In Berlin „lebte er während des Ersten Weltkrieges großenteils von seiner Arbeit als literarischer Ratgeber des »Jüdischen Verlags« des Dr. Aron Eliasberg, der Agnon besonders gern hatte“.[6]S. 125[Anm 4] In diesem Verlag erschien 1916 in der von Leo Herrmann herausgegebenen Sammelschrift Treue („die für die jungen Zionisten bestimmt war, die im Felde standen“[6]S. 122) erstmalig ein großes Stück von Und das Krumme wird gerade in deutscher Übersetzung.[Anm 5]

Gershom Scholem, der den jungen Autor damals bei dessen ersten Übersetzer Max Strauß kennenlernte, erinnert sich: „Agnon war von einer Aura von Einsamkeit und nicht wenig Weltschmerz umgeben, einer zarten Melancholie, wie sie empfindsamen jungen Menschen anstand.

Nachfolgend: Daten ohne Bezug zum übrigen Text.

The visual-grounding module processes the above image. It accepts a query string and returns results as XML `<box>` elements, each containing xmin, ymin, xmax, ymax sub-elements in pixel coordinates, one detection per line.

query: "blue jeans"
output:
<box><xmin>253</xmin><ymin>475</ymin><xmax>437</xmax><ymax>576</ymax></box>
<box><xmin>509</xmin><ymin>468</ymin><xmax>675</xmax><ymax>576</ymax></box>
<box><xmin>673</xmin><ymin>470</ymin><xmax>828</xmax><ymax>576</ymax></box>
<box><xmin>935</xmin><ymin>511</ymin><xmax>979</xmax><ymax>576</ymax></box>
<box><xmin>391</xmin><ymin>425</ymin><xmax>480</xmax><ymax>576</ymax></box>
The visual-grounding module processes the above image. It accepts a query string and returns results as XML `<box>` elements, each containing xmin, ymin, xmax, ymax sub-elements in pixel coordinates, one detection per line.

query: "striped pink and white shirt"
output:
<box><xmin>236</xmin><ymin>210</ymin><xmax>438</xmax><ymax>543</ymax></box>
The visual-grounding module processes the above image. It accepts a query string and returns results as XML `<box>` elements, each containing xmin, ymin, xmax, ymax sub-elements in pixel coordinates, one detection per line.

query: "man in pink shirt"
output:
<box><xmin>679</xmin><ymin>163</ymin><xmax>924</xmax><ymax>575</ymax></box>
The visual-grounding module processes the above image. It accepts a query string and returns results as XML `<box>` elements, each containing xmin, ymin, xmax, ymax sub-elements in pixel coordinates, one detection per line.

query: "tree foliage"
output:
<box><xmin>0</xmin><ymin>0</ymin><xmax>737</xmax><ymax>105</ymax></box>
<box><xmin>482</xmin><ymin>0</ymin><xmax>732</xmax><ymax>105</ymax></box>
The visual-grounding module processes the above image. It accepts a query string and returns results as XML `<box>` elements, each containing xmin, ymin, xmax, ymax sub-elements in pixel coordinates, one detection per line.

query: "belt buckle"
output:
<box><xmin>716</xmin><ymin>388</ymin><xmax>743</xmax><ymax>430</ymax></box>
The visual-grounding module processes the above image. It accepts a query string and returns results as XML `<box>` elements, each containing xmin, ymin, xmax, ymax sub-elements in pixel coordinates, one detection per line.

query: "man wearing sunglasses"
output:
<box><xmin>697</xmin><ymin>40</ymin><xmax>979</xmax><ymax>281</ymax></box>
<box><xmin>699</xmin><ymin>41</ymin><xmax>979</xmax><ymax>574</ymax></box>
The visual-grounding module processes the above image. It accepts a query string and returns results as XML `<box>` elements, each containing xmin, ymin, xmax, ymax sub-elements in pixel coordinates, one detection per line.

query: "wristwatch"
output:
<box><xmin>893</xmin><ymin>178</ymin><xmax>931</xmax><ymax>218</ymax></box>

Er schrieb damals viele Gedichte, über denen ein Geist unendlicher Vereinsamung hing. … Sie sind alle verbrannt. … Andererseits konnte man Agnon oft in der Gesellschaft junger Männer und Mädchen finden. Er suchte aus sich herauszutreten. Nicht immer gelang ihm das, und er saß dann oft schweigend dabei, wenn er sich aber in ein Gespräch einschaltete, floß er von alten Geschichten, Anekdoten und Worten der alten Weisen über, und wir, junge Juden mit deutscher Erziehung, waren von ihm bezaubert. Natürlich sprachen wir damals deutsch mit ihm, wenn auch Agnons Deutsch einigermaßen eigenartig war, mit galizischem Akzent und im Tonfall chassidischer Anekdoten.“[6]S. 123–124

In Berlin traf Agnon auch auf einen Mäzen, den jüdischen Kaufmann Salman Schocken, der zunächst in Zwickau und später auch in anderen deutschen Städten Warenhäuser betrieb. Es „fand sich in Schocken ein Mann, der einen jungen Schriftsteller unter seine Obhut nahm und in einem Maße förderte und unterstützte, das – zumindest im Hinblick auf die hebräische Literatur des 20. Jahrhunderts – keine Parallele kennt.“[2]S. 14 Für Schocken „war die Unterstützung Agnons ein integraler Teil der von ihm vertretenen Kulturpolitik, die letztlich der Förderung der modernen hebräischen Literatur diente, die seiner Meinung nach ein integraler Bestandteil der Wiederbelebung jüdischer Kultur war.“[2]S. 15

Agnon lebte frei von materiellen Sorgen als Schriftsteller und Herausgeber und schrieb zahlreiche Erzählungen. Er erzählt „orientalisch, das heißt nicht straff, auf Spannung aus, inhalts- und zielbezogen, sondern bewusst langsam, sich in Nebengeschichten verzweigend und am Vorgang des lebendigen Erzählens orientiert“.[7]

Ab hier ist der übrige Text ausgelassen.